2.  **Fused GEMM Execution**: Once a thread block is assigned a group `g`, it executes a complete fused GEMM for that group's specific data. This involves:
    -   Calculating the base memory addresses for $A_{[g]}, B_{[g]}, D_{[g]}, E_{[g]}$, and $F_{[g]}$ using the group index and the problem description for that group.
    -   Executing a standard tiled GEMM for $A_{[g]} \times B_{[g]}$, accumulating the result in registers.
    -   Executing the fused epilogue:
        -   Load the bias `D_[g]` and add it.
        -   Load the elementwise tensor `E_[g]` and apply the operation.
        -   Calculate the permuted destination coordinates and write the final result to `F_[g]`.

This approach maximizes parallelism at two levels: the coarse-grained parallelism across the `G` groups, and the fine-grained data parallelism within each individual GEMM operation.

## Source Code Organization

-   [`grouped_gemm_bias_e_permute_xdl.cpp`](./grouped_gemm_bias_e_permute_xdl.cpp): The main example file. It demonstrates the complex setup for a grouped problem, defining the `G` sets of input tensors and the permutation. It then instantiates the `DeviceGroupedGemmBiasEPermute` operation.
-   [`../../include/ck/tensor_operation/gpu/device/impl/device_grouped_gemm_bias_e_permute_impl.hpp`](../../include/ck/tensor_operation/gpu/device/impl/device_grouped_gemm_bias_e_permute_impl.hpp): The high-level device interface for this specific fused operation.
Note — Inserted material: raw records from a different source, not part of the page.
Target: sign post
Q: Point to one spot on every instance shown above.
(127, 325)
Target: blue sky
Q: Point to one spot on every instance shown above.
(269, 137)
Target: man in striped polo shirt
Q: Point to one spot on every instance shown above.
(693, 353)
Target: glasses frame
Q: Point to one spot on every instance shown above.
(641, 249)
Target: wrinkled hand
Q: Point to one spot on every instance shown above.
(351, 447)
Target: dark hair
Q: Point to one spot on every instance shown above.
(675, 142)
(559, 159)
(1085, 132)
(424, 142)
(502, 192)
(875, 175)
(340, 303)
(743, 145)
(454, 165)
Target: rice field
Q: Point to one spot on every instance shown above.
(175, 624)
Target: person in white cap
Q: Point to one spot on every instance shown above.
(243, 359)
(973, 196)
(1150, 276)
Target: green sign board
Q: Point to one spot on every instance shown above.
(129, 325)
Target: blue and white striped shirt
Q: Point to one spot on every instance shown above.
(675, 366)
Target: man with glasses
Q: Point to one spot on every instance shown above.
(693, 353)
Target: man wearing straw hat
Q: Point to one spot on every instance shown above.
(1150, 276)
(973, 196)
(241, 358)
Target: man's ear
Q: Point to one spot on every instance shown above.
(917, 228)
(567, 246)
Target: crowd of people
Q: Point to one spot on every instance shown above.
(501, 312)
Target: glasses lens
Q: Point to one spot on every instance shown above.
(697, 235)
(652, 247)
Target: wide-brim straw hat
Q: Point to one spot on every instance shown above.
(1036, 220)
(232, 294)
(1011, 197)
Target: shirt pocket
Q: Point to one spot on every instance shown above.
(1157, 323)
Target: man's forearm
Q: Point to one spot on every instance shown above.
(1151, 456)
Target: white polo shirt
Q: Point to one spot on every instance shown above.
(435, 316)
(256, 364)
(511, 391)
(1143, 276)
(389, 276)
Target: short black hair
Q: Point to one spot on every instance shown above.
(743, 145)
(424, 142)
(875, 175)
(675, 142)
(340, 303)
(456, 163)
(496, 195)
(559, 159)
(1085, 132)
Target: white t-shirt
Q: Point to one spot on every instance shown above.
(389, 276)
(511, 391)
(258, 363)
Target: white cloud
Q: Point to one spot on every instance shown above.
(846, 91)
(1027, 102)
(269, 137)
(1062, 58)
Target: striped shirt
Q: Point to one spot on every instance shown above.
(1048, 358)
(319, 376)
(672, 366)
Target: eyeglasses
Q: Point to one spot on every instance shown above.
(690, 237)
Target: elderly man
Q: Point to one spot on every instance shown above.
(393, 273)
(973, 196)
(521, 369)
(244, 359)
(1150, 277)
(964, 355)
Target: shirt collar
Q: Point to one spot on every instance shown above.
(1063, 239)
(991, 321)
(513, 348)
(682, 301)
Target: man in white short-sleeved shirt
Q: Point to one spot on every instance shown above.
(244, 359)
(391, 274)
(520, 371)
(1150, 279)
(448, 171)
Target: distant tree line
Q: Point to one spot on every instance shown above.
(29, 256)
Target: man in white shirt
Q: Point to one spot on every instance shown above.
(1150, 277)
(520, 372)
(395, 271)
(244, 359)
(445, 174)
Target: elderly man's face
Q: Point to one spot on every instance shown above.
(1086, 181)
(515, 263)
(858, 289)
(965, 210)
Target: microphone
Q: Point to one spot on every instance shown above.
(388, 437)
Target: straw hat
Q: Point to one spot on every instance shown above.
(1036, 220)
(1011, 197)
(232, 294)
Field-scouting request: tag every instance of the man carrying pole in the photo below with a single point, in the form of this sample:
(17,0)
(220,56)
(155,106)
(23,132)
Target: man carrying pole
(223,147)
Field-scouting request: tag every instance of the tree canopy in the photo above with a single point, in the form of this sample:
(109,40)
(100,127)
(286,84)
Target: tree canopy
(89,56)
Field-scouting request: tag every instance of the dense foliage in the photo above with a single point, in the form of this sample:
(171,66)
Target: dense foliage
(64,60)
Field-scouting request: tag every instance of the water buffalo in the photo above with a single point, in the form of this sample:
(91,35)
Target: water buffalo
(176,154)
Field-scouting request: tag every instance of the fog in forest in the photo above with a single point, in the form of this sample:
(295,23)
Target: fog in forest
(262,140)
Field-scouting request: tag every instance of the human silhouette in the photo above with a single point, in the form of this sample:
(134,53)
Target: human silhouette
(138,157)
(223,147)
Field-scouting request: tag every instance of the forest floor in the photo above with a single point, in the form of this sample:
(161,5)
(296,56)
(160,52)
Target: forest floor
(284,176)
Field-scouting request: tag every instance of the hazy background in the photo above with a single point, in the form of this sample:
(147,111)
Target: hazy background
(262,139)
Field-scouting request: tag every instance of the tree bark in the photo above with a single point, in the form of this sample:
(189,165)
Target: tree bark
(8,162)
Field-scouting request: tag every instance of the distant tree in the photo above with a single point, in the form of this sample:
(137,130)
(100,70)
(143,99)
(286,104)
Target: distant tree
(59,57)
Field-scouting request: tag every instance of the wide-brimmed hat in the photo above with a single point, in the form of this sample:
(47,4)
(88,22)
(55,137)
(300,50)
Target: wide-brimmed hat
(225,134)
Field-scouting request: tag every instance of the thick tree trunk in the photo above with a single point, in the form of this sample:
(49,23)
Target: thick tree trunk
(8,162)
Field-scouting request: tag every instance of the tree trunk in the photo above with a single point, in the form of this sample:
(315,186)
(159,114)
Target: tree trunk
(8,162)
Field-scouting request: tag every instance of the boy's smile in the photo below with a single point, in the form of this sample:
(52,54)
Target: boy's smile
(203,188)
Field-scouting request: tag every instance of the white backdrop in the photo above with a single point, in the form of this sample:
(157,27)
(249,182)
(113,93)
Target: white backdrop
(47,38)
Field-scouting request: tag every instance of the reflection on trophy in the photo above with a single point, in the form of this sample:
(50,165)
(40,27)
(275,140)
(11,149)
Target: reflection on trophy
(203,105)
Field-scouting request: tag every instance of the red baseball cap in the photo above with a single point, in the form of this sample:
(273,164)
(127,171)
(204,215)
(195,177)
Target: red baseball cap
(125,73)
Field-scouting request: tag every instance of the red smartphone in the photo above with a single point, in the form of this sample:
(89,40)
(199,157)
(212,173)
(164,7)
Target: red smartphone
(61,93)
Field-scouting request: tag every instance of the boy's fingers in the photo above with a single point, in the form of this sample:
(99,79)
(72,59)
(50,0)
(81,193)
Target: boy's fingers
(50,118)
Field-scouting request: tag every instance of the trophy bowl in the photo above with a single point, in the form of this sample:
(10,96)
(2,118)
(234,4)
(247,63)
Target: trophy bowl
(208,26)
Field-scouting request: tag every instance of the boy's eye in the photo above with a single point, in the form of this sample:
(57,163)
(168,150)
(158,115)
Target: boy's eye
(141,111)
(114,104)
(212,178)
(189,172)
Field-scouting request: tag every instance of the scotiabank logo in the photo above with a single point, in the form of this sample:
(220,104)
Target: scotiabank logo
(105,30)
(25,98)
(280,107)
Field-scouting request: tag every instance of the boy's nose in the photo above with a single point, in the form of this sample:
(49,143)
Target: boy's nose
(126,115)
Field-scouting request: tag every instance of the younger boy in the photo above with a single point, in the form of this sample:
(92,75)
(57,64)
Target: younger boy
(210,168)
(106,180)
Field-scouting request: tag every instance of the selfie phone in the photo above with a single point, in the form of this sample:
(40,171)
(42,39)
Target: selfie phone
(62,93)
It takes arrays of tensor descriptors, one for each group.
-   The underlying grid-wise kernel contains the logic to map thread blocks to groups and then execute the full fused GEMM pipeline for the assigned group.

## Build and Run

### Prerequisites
Ensure the Composable Kernel library is built and installed.
```bash
cd /path/to/composable_kernel/build
make -j install
```

### Build the Example
```bash
cd /path/to/composable_kernel/example/28_grouped_gemm_bias_e_permute
mkdir build && cd build

cmake \
  -DCMAKE_CXX_COMPILER=/opt/rocm/bin/hipcc \
  -DCMAKE_PREFIX_PATH="/opt/rocm;${CK_INSTALL_PATH}" \
  ..

make -j
```

### Run the Example
```bash
# Run the example with default settings
./grouped_gemm_bias_e_permute_xdl

# Run with verification, data initialization, and timing
./grouped_gemm_bias_e_permute_xdl 1 2 1
```

## Applications

This highly specialized kernel is valuable for optimizing specific patterns in modern neural networks:

-   **Multi-Head Attention (MHA)**: The computation for each head in MHA is independent. The entire MHA block can be viewed as a Grouped GEMM where the number of groups `G` is the number of attention heads. If the Q, K, or V projections involve fusions with bias, other elementwise ops, and permutations to prepare the data for the batched GEMM, this kernel could potentially fuse a large part of that logic.
-   **Depthwise Separable Convolutions**: The depthwise part of this convolution is a Grouped GEMM with `G` equal to the number of channels. If this is followed by a fused activation function (e.g., a gated activation) and a permutation, this kernel could be a perfect match.
-   **Mixture-of-Experts (MoE) Models**: In MoE layers, an input is routed to one of several "expert" sub-networks. If these experts have identical structure, their execution can be formulated as a Grouped GEMM, where `G` is the number of experts. Any fusions within the expert network could be captured by this kernel.

This example showcases the extreme composability of the library, allowing for the creation of highly tailored, high-performance kernels for complex, group-parallel computational graphs.